Milk production forecasts are predicted to be lower than previous years heading into 2022. USDA already projected lower production of milk in 2021, now that trend is expected to continue.
While the USDA is expecting higher prices next year, the Bureau of Labor Statistics is showing a decrease in demand prices for raw milk, while the price of fresh produce is on the rise.
A combination of factors, such as lower dairy cow numbers and less milk per cow, are part of the supply problem, but weaker sales on groceries made with butterfat are also “weaker,” according to the USDA.
For December 2021, the USDA reported a half gallon of milk in the Southeast U.S. was $4.99 for its weighted average price. In December 2020, it was $3.50.

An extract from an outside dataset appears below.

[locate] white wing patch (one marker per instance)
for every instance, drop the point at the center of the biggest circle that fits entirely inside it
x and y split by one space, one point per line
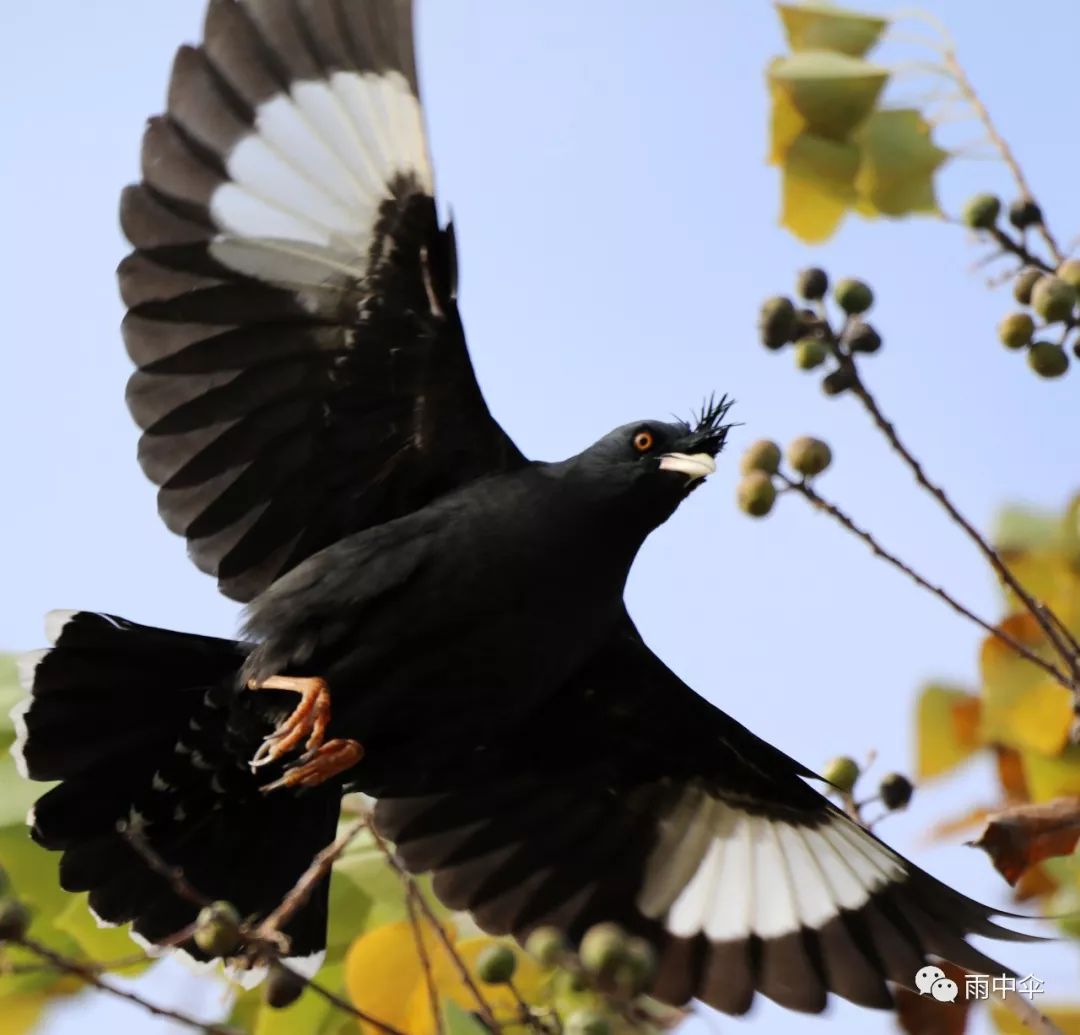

Forecasting the exports of products with a milk-fat basis, USDA’s weekly report is expecting stronger shipments of butterfat products, but higher prices on cheese and whey, meaning it’ll cost more cheddar for your cheddar and dry-milk goods, too.
“The 2021 Class III price forecast is raised on higher cheese and whey prices and the Class IV price forecast is raised on the higher butter price. The 2021 all milk price forecast is raised to $18.60 per cwt. For 2022, cheese, butter, NDM, and whey price forecasts are raised on lower expected milk supplies,” USDA reported. “The all milk price for 2022 is raised to $20.75 per cwt.”
For those of us who aren’t dairy farmers, CWT is dollars per hundredweight of milk. A hundredweight of milk is how much it costs for in dollars for 100 pounds of milk. The USDA says the average gallon of milk weighs 8.6 pounds, depending on how much fat is in the milk, from skim or no fat, to whole milk or full fat.
In 2022, the USDA is expecting 100 pounds of milk to cost $2.15 per cwt more than it does now.